The FCC has claimed that special access is a momentous and complex matter and that its two massive data requests are important steps to careful reform. The filing window for the second data request, on pricing in special access, closed earlier this month. An FCC spokesman on Tuesday declined comment.

Sam Feder, a telecom lawyer at Jenner & Block and a former FCC general counsel, said Monday’s order doesn’t necessarily predict a CLEC victory. “It tells me that the court doesn’t feel comfortable dismissing this out of hand -- they're taking this seriously. But at the same time they don’t think it’s so urgent that they had to set it for argument right away,” Feder said.

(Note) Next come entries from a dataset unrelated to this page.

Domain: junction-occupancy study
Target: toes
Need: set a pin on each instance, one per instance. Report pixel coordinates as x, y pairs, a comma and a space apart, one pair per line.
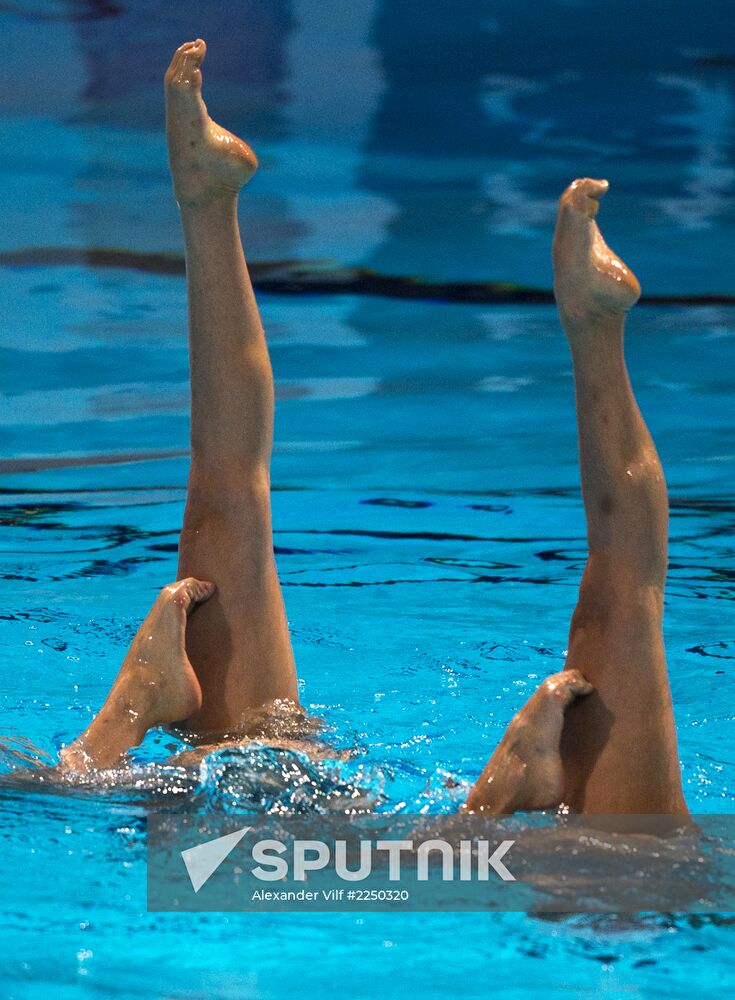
567, 685
188, 593
185, 63
584, 195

Mandamus cases are hard to win because of court deference to expert agencies, but cases involving “unreasonable delay” -- such as this one -- are even tougher because “the court respects that an agency has the right to order its affairs,” Feder said. “It’s an extraordinary remedy,” he said of a writ of mandamus.

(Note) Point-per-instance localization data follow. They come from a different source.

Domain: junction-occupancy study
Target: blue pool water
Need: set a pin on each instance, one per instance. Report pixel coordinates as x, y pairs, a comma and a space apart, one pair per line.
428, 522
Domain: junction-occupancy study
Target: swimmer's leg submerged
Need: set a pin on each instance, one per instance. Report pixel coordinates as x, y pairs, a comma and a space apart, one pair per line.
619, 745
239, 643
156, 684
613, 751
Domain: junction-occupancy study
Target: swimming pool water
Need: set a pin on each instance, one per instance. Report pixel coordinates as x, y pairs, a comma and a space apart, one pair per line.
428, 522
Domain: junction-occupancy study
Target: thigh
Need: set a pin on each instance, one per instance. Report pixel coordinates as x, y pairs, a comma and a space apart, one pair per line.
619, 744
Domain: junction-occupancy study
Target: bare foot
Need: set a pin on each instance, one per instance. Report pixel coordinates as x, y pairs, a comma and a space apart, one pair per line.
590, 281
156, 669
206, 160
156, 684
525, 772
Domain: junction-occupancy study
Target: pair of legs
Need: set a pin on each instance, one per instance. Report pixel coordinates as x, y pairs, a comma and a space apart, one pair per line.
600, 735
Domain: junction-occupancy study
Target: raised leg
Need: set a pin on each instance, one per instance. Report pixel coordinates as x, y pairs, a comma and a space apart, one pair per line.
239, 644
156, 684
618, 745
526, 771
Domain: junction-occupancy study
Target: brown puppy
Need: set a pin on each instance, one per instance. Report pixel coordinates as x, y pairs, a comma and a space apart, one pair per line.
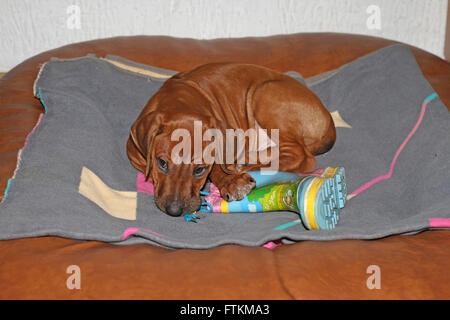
225, 96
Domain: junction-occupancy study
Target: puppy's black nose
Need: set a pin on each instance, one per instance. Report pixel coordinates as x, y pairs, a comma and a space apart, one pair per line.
174, 209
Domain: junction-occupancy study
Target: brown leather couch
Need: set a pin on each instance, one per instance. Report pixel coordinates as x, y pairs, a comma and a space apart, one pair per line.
413, 267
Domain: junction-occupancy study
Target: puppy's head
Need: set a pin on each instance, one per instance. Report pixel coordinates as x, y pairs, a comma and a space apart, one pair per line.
165, 147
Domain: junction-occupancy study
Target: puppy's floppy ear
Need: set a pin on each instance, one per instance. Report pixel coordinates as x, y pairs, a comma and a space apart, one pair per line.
140, 143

This case is slightly different, though, one telecom attorney whose clients may file to intervene in the case told us Tuesday. The FCC may be facing “a rough oral argument” here because the appellate court heard similar arguments nearly a decade ago, the lawyer said.

In 2003, then-CLEC AT&T filed its own mandamus petition on special access, claiming the FCC “had been duped” by incumbents. That litigation led the commission to open a new special access proceeding in 2005. That docket, 05-25, is still open and now is the centerpiece of the petitioners’ 2011 arguments. “You're always arguing uphill in a mandamus case,” the telecom lawyer told us, “but when you're arguing after an NPRM that was issued after earlier mandamus, it’s a little different."

Public Knowledge’s Feld said he agreed the FCC will have some explaining to do. “The court will take a dim view of the agency playing this kind of game,” he said. “That the last time the agency gave every appearance that it was pursuing the matter vigorously, only to let it languish again as soon as the court declined to issue the mandamus, is exactly the sort of thing that will persuade the court that nothing short of a mandamus order can force the agency to resolve the matter.”